South Korean and Taiwanese stock markets have seen historic rallies this year driven by surging demand for artificial intelligence chips and infrastructure.

This growth represents a critical tension between equity gains and financial stability. While investors are chasing high-growth opportunities, the expansion is being funded by significant borrowing, creating a debt-fueled environment that may be unsustainable if the AI bubble corrects.

South Korean equities on the KOSPI have increased by 28% year-to-date [1]. Meanwhile, the Taiwanese index has seen a 32% increase over the same period [1]. Business Insider staff said South Korean and Taiwanese equities have surged more than 30% this year as investors chase AI-driven growth [2].

However, this rally is accompanied by a sharp increase in corporate borrowing. Since 2026, South Korean firms have added $15 billion in net corporate debt [3]. Taiwanese firms have added $10 billion in corporate debt during that same timeframe [3].

Matt Phillips said tech giants are loading up on debt to fund AI projects, a trend that is spilling over into Asian markets [4]. This reliance on borrowed capital is creating volatility in other financial sectors.

Dara-Abasi Ita said the AI chip frenzy is driving up yields on South Korea's government bonds, reflecting investor concerns about rising debt [5]. The pressure on government bonds suggests that the equity boom is not without systemic risk, as the cost of borrowing rises, the burden on these debt-heavy companies increases.

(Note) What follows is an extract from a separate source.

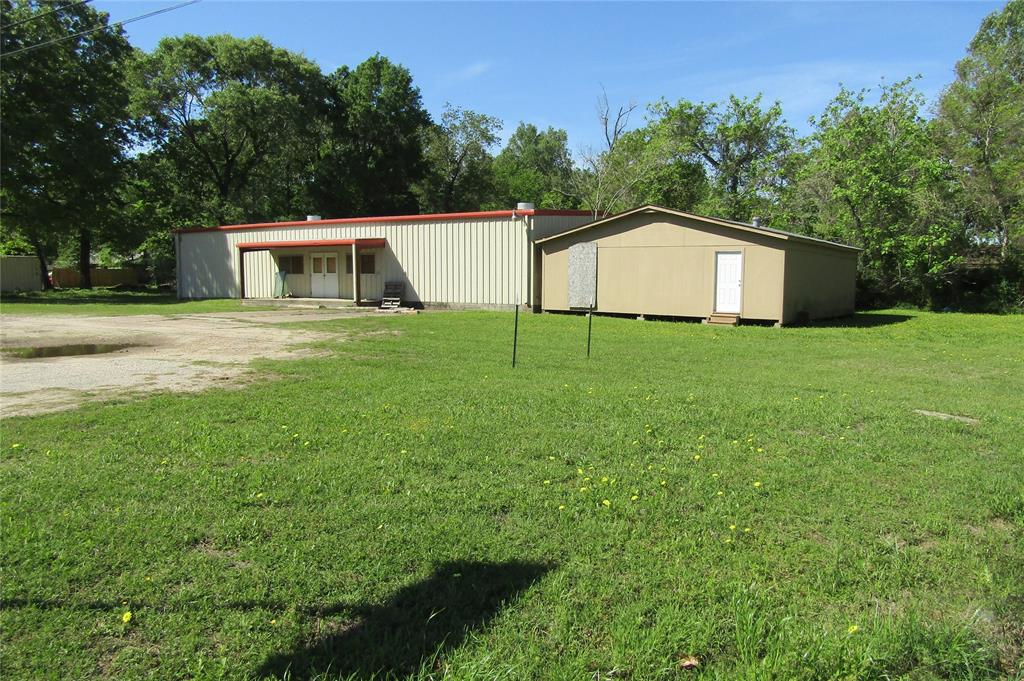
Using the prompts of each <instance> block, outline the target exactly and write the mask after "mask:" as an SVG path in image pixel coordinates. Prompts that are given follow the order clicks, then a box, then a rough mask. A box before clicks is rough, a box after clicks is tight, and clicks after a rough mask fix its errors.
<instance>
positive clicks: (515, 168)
mask: <svg viewBox="0 0 1024 681" xmlns="http://www.w3.org/2000/svg"><path fill="white" fill-rule="evenodd" d="M568 158H569V154H568V134H567V133H566V132H565V131H564V130H556V129H555V128H548V129H547V130H543V131H542V130H539V129H538V128H537V126H535V125H531V124H529V123H520V124H519V127H517V128H516V129H515V132H513V133H512V136H511V137H509V141H508V143H507V144H506V145H505V148H503V150H502V151H501V153H500V154H499V155H498V157H497V158H496V159H495V163H494V177H495V191H494V195H493V197H492V199H490V200H489V201H488V202H487V205H486V207H487V208H493V209H502V208H509V207H512V206H515V205H516V203H517V202H520V201H526V202H529V203H532V204H534V205H536V206H538V207H540V208H564V207H565V205H564V204H565V202H564V196H563V195H562V194H561V193H560V191H559V190H558V189H559V187H562V186H564V185H565V183H566V181H567V180H568V177H569V174H570V173H571V172H572V166H571V164H570V162H568Z"/></svg>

The trend reflects a broader global pattern where the race for AI supremacy is prompting companies to prioritize rapid expansion over balance sheet caution. In both Seoul and Taipei, the rush to build the next generation of semiconductors has turned the regional markets into a focal point for both massive wealth creation and potential financial instability.

South Korean and Taiwanese equities have surged more than 30% this year as investors chase AI-driven growth.

The divergence between soaring stock prices and stressed bond markets indicates a growing risk premium in East Asia. While the AI boom provides a fundamental catalyst for growth, the reliance on $25 billion in combined new debt since 2026 suggests that these markets are highly sensitive to interest rate fluctuations. If the projected AI returns do not materialize quickly, the high debt loads could trigger a systemic correction across both equity and sovereign debt markets.